In the 1920's, following World War I, we had rent stabilization in Massachusetts (see Ch. 578 of the Acts of 1920). By the time of the Great Depression these policies were generally abandoned as rents started falling naturally. Then, during World War II and well into the 1950's, we once again had rent stabilization in Massachusetts. There was even a ballot question where Massachusetts voters strongly supported continuing with rent stabilization. The ballot question prevailed in 190 of the 340 municipalities at the time, according to the Congressional record.

When the push came to do urban renewal — clearing out diverse, densely-populated neighborhoods such as the West End in Boston in favor of new interstate highways — there was a related push to do away with rent control, thereby allowing highway construction to proceed more easily.

In the 1960's, the great social movements of that time renewed the call for housing justice, and by 1970, Massachusetts once again allowed rent stabilization.

In 1994, some landlord groups and real estate interests pursued a ballot question campaign that banned rent control statewide by the slimmest of margins (51% to 49%). Notably, the three cities and towns that had rent control voted overwhelmingly to keep it, while opponents took the fight to many of the other communities where there was no organized base of support to defend the policy or correct the record on misinformation. Given that dynamic, it's remarkable that 1994 ballot question was so close.

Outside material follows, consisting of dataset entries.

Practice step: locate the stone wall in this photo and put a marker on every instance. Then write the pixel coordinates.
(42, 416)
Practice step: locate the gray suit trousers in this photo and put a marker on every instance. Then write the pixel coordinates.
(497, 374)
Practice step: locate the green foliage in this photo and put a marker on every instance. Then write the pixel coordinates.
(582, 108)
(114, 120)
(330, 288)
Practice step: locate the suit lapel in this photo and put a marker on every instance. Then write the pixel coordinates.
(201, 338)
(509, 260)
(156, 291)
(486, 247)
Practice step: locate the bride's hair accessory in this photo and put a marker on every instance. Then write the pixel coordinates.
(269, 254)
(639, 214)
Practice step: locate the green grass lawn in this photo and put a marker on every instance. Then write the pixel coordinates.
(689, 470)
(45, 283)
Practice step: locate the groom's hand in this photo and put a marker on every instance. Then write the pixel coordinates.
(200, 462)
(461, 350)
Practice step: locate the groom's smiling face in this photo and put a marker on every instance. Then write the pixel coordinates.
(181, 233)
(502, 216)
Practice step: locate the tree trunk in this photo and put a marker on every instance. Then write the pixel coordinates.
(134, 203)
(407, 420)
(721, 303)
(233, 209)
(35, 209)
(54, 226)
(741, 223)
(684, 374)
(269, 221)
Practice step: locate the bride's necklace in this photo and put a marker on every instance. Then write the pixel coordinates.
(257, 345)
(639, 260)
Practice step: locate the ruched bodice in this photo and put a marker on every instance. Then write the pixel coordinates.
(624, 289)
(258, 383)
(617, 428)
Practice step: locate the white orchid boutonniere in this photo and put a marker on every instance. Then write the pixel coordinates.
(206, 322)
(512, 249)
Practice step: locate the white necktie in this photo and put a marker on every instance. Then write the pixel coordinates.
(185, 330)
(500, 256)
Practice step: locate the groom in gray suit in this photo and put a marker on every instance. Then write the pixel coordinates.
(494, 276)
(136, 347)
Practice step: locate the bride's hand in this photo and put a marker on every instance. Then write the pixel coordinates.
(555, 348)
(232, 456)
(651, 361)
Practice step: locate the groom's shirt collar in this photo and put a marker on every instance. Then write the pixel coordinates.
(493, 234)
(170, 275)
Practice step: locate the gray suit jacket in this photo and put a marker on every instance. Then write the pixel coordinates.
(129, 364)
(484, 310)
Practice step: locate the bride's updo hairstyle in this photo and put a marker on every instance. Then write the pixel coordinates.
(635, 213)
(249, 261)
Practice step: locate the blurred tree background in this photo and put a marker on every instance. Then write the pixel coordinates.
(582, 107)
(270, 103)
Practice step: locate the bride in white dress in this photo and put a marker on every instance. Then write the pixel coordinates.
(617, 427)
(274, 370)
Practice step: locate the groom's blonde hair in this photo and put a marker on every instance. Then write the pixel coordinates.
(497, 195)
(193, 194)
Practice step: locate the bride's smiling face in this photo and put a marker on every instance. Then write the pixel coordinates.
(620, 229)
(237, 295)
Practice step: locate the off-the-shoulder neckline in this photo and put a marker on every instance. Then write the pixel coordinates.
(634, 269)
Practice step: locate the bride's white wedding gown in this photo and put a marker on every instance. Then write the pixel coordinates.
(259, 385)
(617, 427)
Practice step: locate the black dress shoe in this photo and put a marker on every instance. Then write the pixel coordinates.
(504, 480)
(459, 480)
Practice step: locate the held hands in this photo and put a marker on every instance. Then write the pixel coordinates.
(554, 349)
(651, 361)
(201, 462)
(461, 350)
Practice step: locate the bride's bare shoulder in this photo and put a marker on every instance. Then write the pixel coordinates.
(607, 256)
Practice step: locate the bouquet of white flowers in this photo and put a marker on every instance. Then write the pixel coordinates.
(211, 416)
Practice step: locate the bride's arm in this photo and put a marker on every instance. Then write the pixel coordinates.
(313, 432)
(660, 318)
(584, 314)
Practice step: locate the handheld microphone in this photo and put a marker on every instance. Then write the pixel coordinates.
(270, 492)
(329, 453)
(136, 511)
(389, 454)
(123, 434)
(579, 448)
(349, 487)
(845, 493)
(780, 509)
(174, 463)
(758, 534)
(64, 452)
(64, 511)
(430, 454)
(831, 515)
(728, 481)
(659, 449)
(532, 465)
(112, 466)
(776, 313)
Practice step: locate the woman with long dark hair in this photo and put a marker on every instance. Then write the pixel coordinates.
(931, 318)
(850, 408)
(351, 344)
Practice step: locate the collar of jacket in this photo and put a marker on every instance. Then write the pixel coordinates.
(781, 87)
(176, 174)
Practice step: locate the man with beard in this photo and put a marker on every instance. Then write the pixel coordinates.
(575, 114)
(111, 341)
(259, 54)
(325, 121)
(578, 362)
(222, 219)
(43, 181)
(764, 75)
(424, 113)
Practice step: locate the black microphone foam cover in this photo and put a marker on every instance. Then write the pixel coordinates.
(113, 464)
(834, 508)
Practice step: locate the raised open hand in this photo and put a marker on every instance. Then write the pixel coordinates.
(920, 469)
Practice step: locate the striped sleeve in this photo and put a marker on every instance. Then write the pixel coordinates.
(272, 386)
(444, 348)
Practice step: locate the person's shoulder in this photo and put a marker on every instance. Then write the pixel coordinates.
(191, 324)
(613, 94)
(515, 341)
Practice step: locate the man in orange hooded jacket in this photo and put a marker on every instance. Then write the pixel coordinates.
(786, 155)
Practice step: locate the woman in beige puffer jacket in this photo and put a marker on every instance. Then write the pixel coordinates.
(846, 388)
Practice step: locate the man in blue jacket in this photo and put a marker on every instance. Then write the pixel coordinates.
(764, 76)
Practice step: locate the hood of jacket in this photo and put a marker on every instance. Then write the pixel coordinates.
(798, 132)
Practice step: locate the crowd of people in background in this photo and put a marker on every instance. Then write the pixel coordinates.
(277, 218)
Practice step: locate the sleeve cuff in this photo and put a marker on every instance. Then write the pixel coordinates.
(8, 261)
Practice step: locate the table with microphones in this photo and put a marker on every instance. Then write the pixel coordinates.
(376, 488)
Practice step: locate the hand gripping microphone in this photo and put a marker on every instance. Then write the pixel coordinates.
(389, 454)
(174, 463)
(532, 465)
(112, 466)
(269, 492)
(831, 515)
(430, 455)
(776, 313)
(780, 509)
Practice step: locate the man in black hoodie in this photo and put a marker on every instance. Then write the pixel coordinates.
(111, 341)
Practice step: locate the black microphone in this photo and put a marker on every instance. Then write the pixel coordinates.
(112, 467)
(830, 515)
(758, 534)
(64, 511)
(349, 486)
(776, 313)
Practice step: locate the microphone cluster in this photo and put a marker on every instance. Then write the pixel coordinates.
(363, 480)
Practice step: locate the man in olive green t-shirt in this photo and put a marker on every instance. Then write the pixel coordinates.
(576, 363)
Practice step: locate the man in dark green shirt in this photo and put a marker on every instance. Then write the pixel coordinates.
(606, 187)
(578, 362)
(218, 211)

I share this history to suggest that consideration of rent stabilization policies is nothing new and nothing radical. What's radical is our current displacement, affordability, and homelessness crises. Over the past century, the longest period we've gone without at least a local option for rent stabilization in Massachusetts is the period from 1995 to the present. Over that time, wealth and income inequality have become profoundly worse, the housing market has become much more globalized and financialized, we've seen family homelessness get much worse, and today, we face the worst inflation since the 1970's.


In sum, this is precisely the moment for us to consider allowing a local option for basic rent stabilization, as part of a comprehensive approach that includes support for new housing production and funding for housing programs and services.

We all know we are facing a housing crisis, and we can all be proud of some of the major steps we've taken to address it — from passing the Governor's Housing Choice bill to lower certain zoning approval thresholds, to passing a requirement for multifamily housing near transit, to implementing the nation's strongest eviction protections in response to the pandemic and investing some $600 million toward homeownership programs and various other housing supports in our first round of ARPA spending, just to name a few items.

As we look toward the final months of this legislative session, I am reaching out to invite you to support the legislation I filed with Rep. Elugardo and Sen. Gomez to lift the statewide ban on rent control, H.1378/S.886. This will allow our municipal officials to bring everyone to the table — that means renters, homeowners, and landlords alike — to consider meaningful tenant protections that can work on the local level.

If you have any questions, concerns, or thoughts about our bill or this topic in general, please do not hesitate to reach out. Thank you kindly for your consideration.